Language Support

emend provides multi-language support through a configuration-driven architecture built on tree-sitter. Adding a new language requires no changes to the core engine – only configuration files and an optional Python plugin module.

Built-in Languages

emend ships with first-class support for three languages:

Language

Extensions

Notes

Python

.py, .pyi

Full support: imports via AST, docstrings, patterns, scope resolution, type oracle integration, dead-code analysis.

TypeScript / JavaScript

.ts, .tsx, .js, .jsx

Symbols, patterns, scope resolution, JSDoc comment handling, import extraction, node_modules environment lookup.

Rust

.rs

Symbols, patterns, scope resolution, /// doc comment handling, use import extraction, target/ environment lookup.

Architecture Overview

Language support is divided into three layers:

  1. Rust core (emend_core): Tree-sitter parsing, scope resolution, pattern matching. Driven entirely by TOML config files embedded at compile time.

  2. Language config (languages/<lang>/config.toml): Declarative rules for scoping, bindings, imports, qualified names, symbols, pattern matching, and environment lookup.

  3. Python plugin (languages/<lang>/plugin.py): Composable handlers for import manipulation, comment/docstring handling, and pattern compilation.

Adding a New Built-in Language

Follow these steps to add support for a new language directly in the emend repository.

Step 1: Create language directory

Create languages/<lang>/ with three files:

languages/
  <lang>/
    config.toml    # Required: language configuration
    plugin.py      # Required: plugin handler composition
    symbols.scm    # Optional: tree-sitter query (documentation only)

Step 2: Write config.toml

This is the most important file. It drives the Rust scope resolver, symbol extractor, and pattern matcher.
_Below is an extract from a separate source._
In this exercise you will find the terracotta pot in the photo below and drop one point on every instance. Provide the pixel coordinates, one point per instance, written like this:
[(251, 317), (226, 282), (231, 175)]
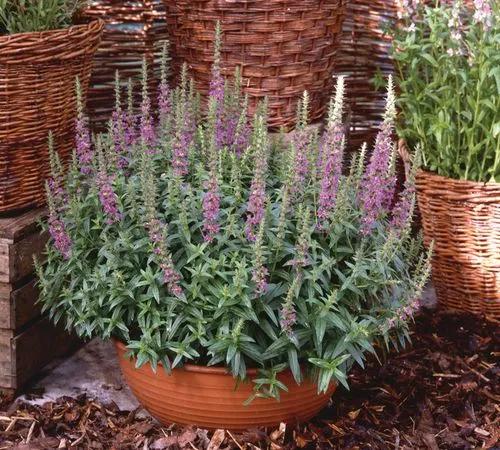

See Config.toml Reference below for the full specification.

Minimal example for a Go-like language:

[language]
name = "go"
tree_sitter_grammar = "tree-sitter-go"
file_extensions = ["go"]
keywords = ["func", "var", "const", "type", "package", "import"]

[scoping]
[[scoping.scope_creators]]
node = "source_file"
kind = "module"

[[scoping.scope_creators]]
node = "function_declaration"
kind = "function"

[scoping.rules.function]
is_closure_boundary = true
names_visible_to_inner = true

[scoping.rules.module]
is_closure_boundary = false
names_visible_to_inner = true

[bindings]
[[bindings.assignment]]
node = "short_var_declaration"
target = "left"

[bindings.parameters]
param_nodes = ["parameter_declaration"]
name_field = "name"

[bindings.definitions]
function_def = "function_declaration"
class_def = "type_declaration"
name_field = "name"

[imports]
import_statement = "import_declaration"
module_field = "path"
name_field = "name"
resolution = "go"
dotted_name = "identifier"
aliased_import = "import_spec"
identifier = "identifier"

[qualified_names]
module_separator = "."
class_member_prefix = true

[exports]
public_by_default = true

[symbols]
function_node = "function_declaration"
class_node = "type_declaration"
name_field = "name"
parameters_field = "parameter_list"
return_type_field = "result"
body_field = "block"

[pattern_matching]
function_def = "function_declaration"
class_def = "type_declaration"
call = "call_expression"
attribute = "selector_expression"
identifier = "identifier"
# ... map other pattern node types

[builtins]
names = ["error", "string", "int", "bool", "nil", "true", "false"]

Step 3: Write plugin.py

The plugin file composes three handlers into a LanguagePlugin:

from __future__ import annotations
from emend.language_plugins import (
    LanguagePlugin,
    TreeSitterImportHandler,
    DocCommentHandler,
    TreeSitterPatternCompiler,
)

def create_plugin() -> LanguagePlugin:
    return LanguagePlugin(
        import_handler=TreeSitterImportHandler(
            language="go",
            extensions=["go"],
            import_keywords=("import",),
        ),
        comment_handler=DocCommentHandler("//", doc_style="line"),
        pattern_compiler=TreeSitterPatternCompiler("go"),
    )

Available handler implementations:

  • TreeSitterImportHandler: Generic import handler using the scope resolver. Works for any language whose config.toml defines an [imports] section.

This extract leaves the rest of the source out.